CONCLUSIONS—Glucose absorption in the human small intestine is related to short-traveling propagated intestinal contractile activity. Cisapride increases the amplitude of pressure waves, but does not affect the organization of pressure waves or the absorption of 3-OMG.

Digestion and absorption of nutrients are the primary functions of the small bowel. Small intestinal motor activity serves to facilitate exposure of luminal contents to the mucosal surface. Studies demonstrating the interactions between intestinal motility and nutrient absorption are few and have yielded conflicting results (15). This may be due to the fact that the interaction is complex and dependent on the organization of motor activity (i.e., propagated or nonpropagated) and is also affected by neuroendocrine factors.

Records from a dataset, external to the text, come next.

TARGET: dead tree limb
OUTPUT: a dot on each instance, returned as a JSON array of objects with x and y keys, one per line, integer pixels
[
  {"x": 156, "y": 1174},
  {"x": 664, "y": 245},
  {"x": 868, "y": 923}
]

Recent studies have provided insights into the relationships between gastrointestinal motor function and glucose absorption, showing that variation in the rate of gastric emptying accounts for ∼35% of the variance in peak blood glucose concentrations after ingestion of glucose, and that increased small intestinal-propagated activity results in the blunting of the postprandial glycemic peak (6).

In the present study we used the prokinetic drug cisapride as a tool to modify small intestinal transit. Transit studies have shown the propulsive properties of cisapride in the small intestine (7,8) and its effects on fasting and postprandial gastrointestinal motility have been well established (913).

Several reports have shown that the spatiotemporal organization of pressure waves (i.e., propagation of waves) is a more important determinant of luminal flow than the number or amplitude of pressure waves (14,15). We therefore used an 18-channel manometry catheter with closely spaced duodenojejunal sideholes to record motility.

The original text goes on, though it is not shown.